The folks over at BT/Aeon are very nice and Liz is wonderful to work with.
Hope this help 
Good luck


----------



## Sheremeta (Nov 29, 2010)

What are the differences in the cap? I can't tell from their website.


----------



## Capt. Gregg McKee (Sep 28, 2007)

The cap on the BT3 is slightly wider than the one on the older Vengeance and incorporates a small lip that serves as an extra spray rail. That's part of what makes it the driest 18' skiff out there. 

The BT3 is also a bit lighter so its draft with an F70 is about 7 1/2" and I've seen a 36mph top speed with mine. You can add about 10mph to that if you bump the power up to a 115.

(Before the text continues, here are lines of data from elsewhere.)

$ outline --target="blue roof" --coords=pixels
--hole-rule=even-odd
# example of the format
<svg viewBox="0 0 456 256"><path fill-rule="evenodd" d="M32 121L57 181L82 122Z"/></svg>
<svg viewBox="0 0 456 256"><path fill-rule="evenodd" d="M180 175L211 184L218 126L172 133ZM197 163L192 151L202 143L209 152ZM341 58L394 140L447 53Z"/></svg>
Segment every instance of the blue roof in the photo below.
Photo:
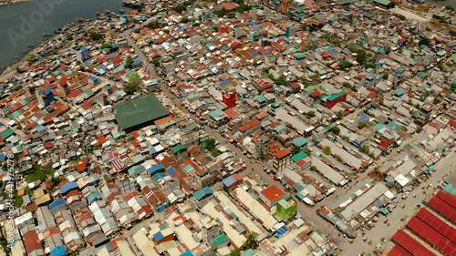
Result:
<svg viewBox="0 0 456 256"><path fill-rule="evenodd" d="M161 240L163 239L163 235L161 232L158 232L155 235L153 235L153 238L155 239L156 241L160 241Z"/></svg>
<svg viewBox="0 0 456 256"><path fill-rule="evenodd" d="M291 143L293 143L293 145L303 147L304 145L306 145L308 142L309 141L306 138L299 137L298 138L295 138L295 140L293 140Z"/></svg>
<svg viewBox="0 0 456 256"><path fill-rule="evenodd" d="M364 115L362 114L360 117L359 117L359 120L362 122L364 121L366 118L368 118L368 116L367 115Z"/></svg>
<svg viewBox="0 0 456 256"><path fill-rule="evenodd" d="M79 186L78 186L78 183L76 183L76 181L65 183L60 187L60 190L62 190L62 193L64 194L75 189L79 189Z"/></svg>
<svg viewBox="0 0 456 256"><path fill-rule="evenodd" d="M51 256L65 256L67 255L67 248L65 246L60 245L54 248L50 252Z"/></svg>
<svg viewBox="0 0 456 256"><path fill-rule="evenodd" d="M45 92L46 92L46 94L50 94L50 93L53 93L53 92L52 92L52 89L51 89L51 88L49 88L49 87L46 88L46 89L45 89Z"/></svg>
<svg viewBox="0 0 456 256"><path fill-rule="evenodd" d="M101 199L101 195L98 193L92 193L87 197L87 200L88 203L91 203L95 200L99 200Z"/></svg>
<svg viewBox="0 0 456 256"><path fill-rule="evenodd" d="M154 165L148 169L148 171L150 175L154 174L155 172L161 171L161 170L165 170L165 168L161 164Z"/></svg>
<svg viewBox="0 0 456 256"><path fill-rule="evenodd" d="M166 171L168 171L168 173L169 173L171 176L172 176L172 174L173 174L174 172L176 172L176 169L175 169L171 166L171 167L170 167L170 168L169 168Z"/></svg>
<svg viewBox="0 0 456 256"><path fill-rule="evenodd" d="M209 194L213 194L213 191L209 187L205 187L205 188L202 188L200 190L194 192L193 196L195 197L195 199L197 200L201 200L204 196L209 195Z"/></svg>
<svg viewBox="0 0 456 256"><path fill-rule="evenodd" d="M223 181L226 187L230 187L231 185L233 185L233 183L236 182L236 179L230 176L230 177L223 179Z"/></svg>
<svg viewBox="0 0 456 256"><path fill-rule="evenodd" d="M65 200L55 200L55 201L51 202L51 204L49 204L49 209L52 210L54 208L59 206L59 205L62 205L62 204L66 204Z"/></svg>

You can easily compare the BT3 to the Maverick HPX18 or the HB Marquesa, (I have friends who own both and have spent plenty of time fishing those skiffs.) The Mav and HB are faster and rated for higher horsepower since they have more deadrise at the stern. They'll also draft about an inch or so more than the BT3. All three are dead silent and easy to pole but the BT is the most stable.


----------



## wesley76 (Jan 23, 2008)

I have a non liner version of the bt3 and it is extremely dry. It's a 6.5 to 7 inch draft boat.


----------



## AfterHours2 (Aug 2, 2010)

Thought this was a Unbiased opinion thread? Surely the opinion from someone who works for BT would be biased. Especially after all of those spectacular claims 

Take a spin on one and decide your own fate Casa. That's about as unbiased as you will get...


----------



## Capnredfish (Feb 1, 2012)

I welcome the employees opinion. He certainly did not bash any other makes.


----------



## AfterHours2 (Aug 2, 2010)

> I welcome the employees opinion. He certainly did not bash any other makes.

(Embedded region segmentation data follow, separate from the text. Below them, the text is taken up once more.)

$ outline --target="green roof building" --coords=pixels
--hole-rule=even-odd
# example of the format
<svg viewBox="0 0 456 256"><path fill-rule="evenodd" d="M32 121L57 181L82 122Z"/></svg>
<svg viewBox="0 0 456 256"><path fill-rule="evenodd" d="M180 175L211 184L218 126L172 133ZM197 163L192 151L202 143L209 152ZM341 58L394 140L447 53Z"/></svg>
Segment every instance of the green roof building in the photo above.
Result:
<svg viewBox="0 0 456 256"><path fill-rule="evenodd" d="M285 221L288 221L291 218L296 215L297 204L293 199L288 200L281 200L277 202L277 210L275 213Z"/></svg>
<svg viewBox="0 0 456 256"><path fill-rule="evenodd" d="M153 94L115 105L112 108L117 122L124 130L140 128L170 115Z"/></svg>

Although I agree with you capn, the OP specifically asked for unbiased opinions. Doesn't get any clearer than that...


----------



## Sheremeta (Nov 29, 2010)

I appreciate everyone's replies. There has been a bt3 on boat trader for a long time now. It's a good looking boat. Not crazy about the engine though.


----------



## FishASalt (May 1, 2013)

I've got a BTV which is same hull and slightly different cap and layout. Agree with comment re running in chop, very impressive. Poles easily. I've got 90 Etec and haven't seen 35 but also don't run for speed so it might get there. Will and Elizabeth very good to work with.


----------



## Snookdaddy (Jan 5, 2008)

> Thought this was a Unbiased opinion thread? Surely the opinion from someone who works for BT would be biased. Especially after all of those spectacular claims
> 
> Take a spin on one and decide your own fate Casa. That's about as unbiased as you will get...


Cappy McKee sound pretty damn unbiased to me on this post..  

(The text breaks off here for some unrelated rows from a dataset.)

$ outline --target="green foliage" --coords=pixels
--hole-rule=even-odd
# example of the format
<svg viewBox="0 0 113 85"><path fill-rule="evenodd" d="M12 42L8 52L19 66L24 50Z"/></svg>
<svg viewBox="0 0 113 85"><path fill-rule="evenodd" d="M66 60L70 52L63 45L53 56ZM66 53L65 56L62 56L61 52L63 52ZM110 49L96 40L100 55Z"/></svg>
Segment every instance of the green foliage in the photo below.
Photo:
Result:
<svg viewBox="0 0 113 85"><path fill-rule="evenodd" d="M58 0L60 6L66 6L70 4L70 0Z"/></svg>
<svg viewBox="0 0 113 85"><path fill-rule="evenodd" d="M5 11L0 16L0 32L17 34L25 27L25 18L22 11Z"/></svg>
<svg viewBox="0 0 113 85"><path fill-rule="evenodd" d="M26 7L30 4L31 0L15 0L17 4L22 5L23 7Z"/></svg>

Casa, if that skiff is anywhere near you, take a test drive and decide for yourself..  You'll get 10 different opines from 10 different asshats on this forum..

I'm probably one of them! ;D


----------



## BA (Nov 22, 2014)

Although you asked about the BT3, I am picking up a BTV this week (which is the same hull, but different cap layout)-- I will give real numbers after I get to run the boat. Etec 115, trolling motor and power pole for you to guesstimate the weight.


----------



## Capnredfish (Feb 1, 2012)

I think the only way to get an unbiased opinion is to have someone that has not heard of, been on or own(ed) a boat test one and come back with an opinion.


----------



## MSG (Jan 11, 2010)

You need to run the boat to see for yourself. The hull is awesome - to me. It has a virtually flat back with a lot of vee up front - cuts the chop great, goes really skinny considering how good it is in rough water - but - it runs rather flat - doesn't "air out" as much as hulls with vee all the way to the stern - just a little different feel. You really use the vee to cut through the chop rather than attempting to run on top of it. Boat is super stable (crazy stable) as it is virtually a flat back. I had a vengeance and just ordered a new BTV - so I like it - you need to run it to see if you do as well. To me, there isn't another hull I'd rather have as a compromise (and they are all compromises).


----------



## pt448 (Mar 22, 2014)

I have no hands on experience with beavertail, but their customers seem to really like them which says a lot. They also seem to be the lowest priced vs. other skiffs in their class and have a reputation for a quality build and good customer service. Get whatever boat does the job for you, but I wouldn't hesitate to buy one.


----------



## BA (Nov 22, 2014)

Here goes
These are my real numbers 
I weigh 220
22 gallons of fuel on board
3 batteries with on-board charger
Trolling motor
Power pole 
ETEC 115

Floating in 9.5 inches
Top speed on gps 39.8 ( maybe possible to get a bit faster with a bit more play on the plate and tabs)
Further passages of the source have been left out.